Question

Guinea pig survival times Here are the survival times (in days) of 72 guinea pigs after they were injected with infectious bacteria in a medical experiment. 49 Survival times, whether of machines under stress or cancer patients after treatment, usually have distributions that are skewed to the right.

Part (a). Make a histogram of the data. Does it show the expected right skew?

Part (b). Now make a boxplot of the data.

Part (c). Compare the histogram from part (a) with the boxplot from part (b). Identify an aspect of the distribution that one graph reveals but the other does not.

Short answer

Part (a) Yes

Part (b)

The boxplot whiskers are at the minimum and maximum value (not including the outliers). The box begins at the first quartile and ends at the third, with a vertical line at the median.

Part (c)The boxplot reveals six outliers in the data set, whereas the histogram reveals no outliers.

Step-by-step solution

Part (a) Step 1. Given information

Survival times, whether of machines under stress or cancer patients after treatment, usually have distributions that are skewed to the right.

43, 45, 53, 56, 56, 57, 58, 66, 67, 73, 74, 79, 80, 80, 81, 81, 81, 82, 83, 83, 84, 88, 89, 91, 91, 92, 92, 97, 99, 99, 100, 100, 101, 102, 102, 102, 103, 104, 107, 108, 109, 113, 114, 118, 121, 123, 126, 128, 137, 138, 139, 144, 145, 147, 156, 162, 174, 178, 179, 184, 191, 198, 211, 214, 243, 249, 329, 380, 403, 511, 522, 598

Part (b) Step 2. Create a histogram from the data. Is it displaying the expected right skew

Table of frequencies

First, we'll calculate the frequency of each interval, which is the number of data values that fall within each interval. The first interval is 0-<100 because it begins at 0 and has a width of 100. The next intervals will be 100-<200, 200-<300, and so on until all data values are assigned to exactly one interval.

Interval	Frequency
0<100	30
100<200	32
200<300	4
300<400	2
400<500	1
500<600	3

Histogram of Frequency

Each bar must have the same width and be bounded by the interval boundaries, while the height must be equal to the frequency.

We can see that the distribution has the expected right skew because the highest bars in the histogram are to the left, with a tail of smaller bars to the right.

As a result:

Yes

Part (b) Step 1.  Make a boxplot of the data now.

It's worth noting that the data values are already sorted from smallest to largest.

The bare minimum is 43.

The median is the sorted data set's middle value. Because the data set contains 72 data values, the median is the average of the sorted data set's 36th and 37th data values.

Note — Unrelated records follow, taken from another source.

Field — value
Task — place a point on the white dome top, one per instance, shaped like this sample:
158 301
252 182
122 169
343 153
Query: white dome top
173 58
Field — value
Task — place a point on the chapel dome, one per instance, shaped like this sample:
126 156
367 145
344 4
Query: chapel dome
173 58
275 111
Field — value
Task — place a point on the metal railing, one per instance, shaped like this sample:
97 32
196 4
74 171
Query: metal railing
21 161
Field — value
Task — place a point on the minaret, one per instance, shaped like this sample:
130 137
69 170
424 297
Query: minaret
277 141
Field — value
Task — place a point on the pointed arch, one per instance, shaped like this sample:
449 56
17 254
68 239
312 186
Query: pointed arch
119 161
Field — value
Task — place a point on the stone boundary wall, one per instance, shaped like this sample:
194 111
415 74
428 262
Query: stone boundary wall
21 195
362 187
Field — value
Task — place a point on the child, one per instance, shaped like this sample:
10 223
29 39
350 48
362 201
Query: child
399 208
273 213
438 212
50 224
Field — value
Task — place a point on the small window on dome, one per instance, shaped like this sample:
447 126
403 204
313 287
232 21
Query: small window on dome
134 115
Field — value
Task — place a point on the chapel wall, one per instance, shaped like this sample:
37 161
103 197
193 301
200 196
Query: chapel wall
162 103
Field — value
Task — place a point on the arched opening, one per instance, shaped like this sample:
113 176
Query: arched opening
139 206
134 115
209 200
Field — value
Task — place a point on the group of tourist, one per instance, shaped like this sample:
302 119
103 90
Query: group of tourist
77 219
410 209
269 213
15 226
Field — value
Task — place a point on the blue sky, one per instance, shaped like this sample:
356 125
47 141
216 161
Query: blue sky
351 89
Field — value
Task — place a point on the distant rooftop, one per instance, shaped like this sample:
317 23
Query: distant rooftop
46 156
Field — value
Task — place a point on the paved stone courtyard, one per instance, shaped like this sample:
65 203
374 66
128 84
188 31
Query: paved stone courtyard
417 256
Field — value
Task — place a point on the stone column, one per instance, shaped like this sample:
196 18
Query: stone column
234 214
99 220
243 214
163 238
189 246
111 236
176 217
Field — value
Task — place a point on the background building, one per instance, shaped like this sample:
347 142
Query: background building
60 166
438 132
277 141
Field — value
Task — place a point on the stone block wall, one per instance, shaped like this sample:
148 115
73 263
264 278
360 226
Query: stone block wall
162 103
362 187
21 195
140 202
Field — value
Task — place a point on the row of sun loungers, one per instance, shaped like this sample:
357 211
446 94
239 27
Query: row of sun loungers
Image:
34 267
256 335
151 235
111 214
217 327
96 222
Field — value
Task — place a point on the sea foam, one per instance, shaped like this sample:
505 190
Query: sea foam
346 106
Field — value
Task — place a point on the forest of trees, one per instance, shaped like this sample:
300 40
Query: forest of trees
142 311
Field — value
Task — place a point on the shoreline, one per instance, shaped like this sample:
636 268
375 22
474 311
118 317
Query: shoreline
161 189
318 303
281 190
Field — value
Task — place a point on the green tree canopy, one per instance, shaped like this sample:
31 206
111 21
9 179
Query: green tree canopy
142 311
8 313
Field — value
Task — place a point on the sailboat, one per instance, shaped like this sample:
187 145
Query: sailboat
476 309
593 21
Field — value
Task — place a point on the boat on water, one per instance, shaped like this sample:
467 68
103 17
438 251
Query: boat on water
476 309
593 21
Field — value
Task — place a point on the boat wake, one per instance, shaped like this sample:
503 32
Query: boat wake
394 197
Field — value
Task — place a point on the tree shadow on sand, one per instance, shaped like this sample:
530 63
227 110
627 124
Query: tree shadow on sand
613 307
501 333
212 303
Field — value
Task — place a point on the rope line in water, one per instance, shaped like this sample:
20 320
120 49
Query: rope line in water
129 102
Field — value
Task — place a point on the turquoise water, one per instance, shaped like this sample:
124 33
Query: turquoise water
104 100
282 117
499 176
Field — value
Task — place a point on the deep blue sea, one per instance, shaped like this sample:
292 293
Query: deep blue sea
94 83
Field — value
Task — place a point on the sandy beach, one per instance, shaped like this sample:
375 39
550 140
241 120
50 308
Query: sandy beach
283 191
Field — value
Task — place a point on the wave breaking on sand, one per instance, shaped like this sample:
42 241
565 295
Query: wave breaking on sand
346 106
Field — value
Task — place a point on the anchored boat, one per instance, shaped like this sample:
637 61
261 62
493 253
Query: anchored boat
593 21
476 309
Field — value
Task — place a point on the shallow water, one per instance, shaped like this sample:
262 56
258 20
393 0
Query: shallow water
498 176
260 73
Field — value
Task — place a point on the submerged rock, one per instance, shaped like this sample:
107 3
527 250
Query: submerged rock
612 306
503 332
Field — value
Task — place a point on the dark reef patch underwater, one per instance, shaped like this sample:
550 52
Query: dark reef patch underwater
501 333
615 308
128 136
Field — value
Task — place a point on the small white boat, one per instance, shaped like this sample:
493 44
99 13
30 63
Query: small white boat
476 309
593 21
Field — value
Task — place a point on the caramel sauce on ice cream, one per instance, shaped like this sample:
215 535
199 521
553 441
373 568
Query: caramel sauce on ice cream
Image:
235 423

$$\begin{gathered} M=Q_2=\frac{102+103}{2} \\ \frac{102+103}{2}=\frac{205}{2} \\ \frac{205}{2}=102.5 \end{gathered}$$

The first quartile is the median of the data values that are less than the median (or at 25 percent of the data). The first quartile is the average of the 18th and 19th data values because there are 36 data values below the median.

$$\begin{gathered} Q_1=\frac{82+83}{2}=\frac{165}{2} \\ \frac{82+83}{2}=\frac{165}{2} \\ \frac{165}{2}=82.5 \end{gathered}$$

The median of the data values above the median is the third quartile (or at 75 percent of the data). The third quartile is the average of the 54th and 55th data values because there are 36 data values above the median.

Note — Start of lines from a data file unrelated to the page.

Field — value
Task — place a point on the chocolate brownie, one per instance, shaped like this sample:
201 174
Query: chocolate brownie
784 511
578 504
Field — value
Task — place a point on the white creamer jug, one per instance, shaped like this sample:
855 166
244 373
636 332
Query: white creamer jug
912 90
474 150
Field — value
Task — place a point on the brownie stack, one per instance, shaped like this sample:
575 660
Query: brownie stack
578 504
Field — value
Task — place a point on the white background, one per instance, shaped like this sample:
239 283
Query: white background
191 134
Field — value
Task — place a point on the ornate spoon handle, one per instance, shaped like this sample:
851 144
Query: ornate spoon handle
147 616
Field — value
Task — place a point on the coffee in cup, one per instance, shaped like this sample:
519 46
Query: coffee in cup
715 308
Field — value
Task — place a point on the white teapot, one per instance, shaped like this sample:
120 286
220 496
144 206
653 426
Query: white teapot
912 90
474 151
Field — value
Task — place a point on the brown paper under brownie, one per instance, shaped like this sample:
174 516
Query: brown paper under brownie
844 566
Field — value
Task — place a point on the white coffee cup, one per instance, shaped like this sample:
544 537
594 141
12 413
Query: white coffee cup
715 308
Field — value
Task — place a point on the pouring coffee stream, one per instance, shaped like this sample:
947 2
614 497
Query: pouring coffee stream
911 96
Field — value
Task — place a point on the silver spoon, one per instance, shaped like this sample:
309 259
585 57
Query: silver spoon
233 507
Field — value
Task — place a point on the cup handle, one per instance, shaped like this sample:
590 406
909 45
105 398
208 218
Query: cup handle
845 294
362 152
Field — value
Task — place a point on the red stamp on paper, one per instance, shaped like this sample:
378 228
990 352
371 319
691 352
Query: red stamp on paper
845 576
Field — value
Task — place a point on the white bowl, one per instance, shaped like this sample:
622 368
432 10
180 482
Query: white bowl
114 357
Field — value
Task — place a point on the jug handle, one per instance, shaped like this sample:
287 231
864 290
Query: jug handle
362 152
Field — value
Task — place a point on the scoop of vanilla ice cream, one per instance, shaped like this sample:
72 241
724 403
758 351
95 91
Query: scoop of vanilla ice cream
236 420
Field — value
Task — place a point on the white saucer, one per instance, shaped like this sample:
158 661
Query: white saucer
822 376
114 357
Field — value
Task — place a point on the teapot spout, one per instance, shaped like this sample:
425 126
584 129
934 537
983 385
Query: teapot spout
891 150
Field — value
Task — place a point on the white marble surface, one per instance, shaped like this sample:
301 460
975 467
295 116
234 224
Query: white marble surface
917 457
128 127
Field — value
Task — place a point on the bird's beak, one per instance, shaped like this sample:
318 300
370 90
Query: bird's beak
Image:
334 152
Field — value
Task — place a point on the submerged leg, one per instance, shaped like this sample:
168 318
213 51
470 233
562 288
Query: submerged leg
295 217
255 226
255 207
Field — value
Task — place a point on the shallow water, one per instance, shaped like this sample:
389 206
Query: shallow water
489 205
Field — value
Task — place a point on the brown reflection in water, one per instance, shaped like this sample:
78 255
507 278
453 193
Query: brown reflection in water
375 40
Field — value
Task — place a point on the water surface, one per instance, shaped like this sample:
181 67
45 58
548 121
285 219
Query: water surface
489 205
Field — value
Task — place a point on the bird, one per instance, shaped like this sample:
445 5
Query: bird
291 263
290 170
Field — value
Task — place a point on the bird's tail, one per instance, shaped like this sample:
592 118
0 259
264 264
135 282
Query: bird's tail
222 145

$$\begin{gathered} Q_3=\frac{147+156}{2} \\ \frac{147+156}{2}=\frac{303}{2} \\ \frac{303}{2}=151.5 \end{gathered}$$

The maximum number is 598.

The IQR is the difference between the third and first quartiles:

$$\begin{gathered} IQR=Q_3-Q_1 \\ 151.5-82.5=69 \end{gathered}$$

Outliers are observations that are more than 1.5 times the IQR higher than $Q_3$or lower than $Q_1$

$$\begin{gathered} Q_3+1.5IQR \\ 151.5+1.5\left(69\right)=255 \\ {Q}_1-1.5IQR \\ 82.5-1.5\left(69\right)=-21 \end{gathered}$$

Boxplot

The boxplot whiskers are at the minimum and maximum value (not including the outliers). The box begins at the first quartile and ends at the third, with a vertical line at the median.

The first quartile represents 25% of the sorted data list, the median 50%, and the third quartile 75%.

"X" denotes an outlier

Part (c) Step 1. Contrast the histogram in part (a) with the boxplot in part (b) (b). Identify a distribution feature that one graph reveals but the other does not.

The boxplot reveals six outliers in the data set (represented by the X's in the boxplot), whereas the histogram reveals no os (as there are no gaps in the histogram).

Both graphs show a right-skewed distribution because the highest bars in the histogram are to the left and the box of the boxplot is to the left between the whiskers.

As a result:

The boxplot reveals six outliers in the data set, whereas the histogram reveals no outliers.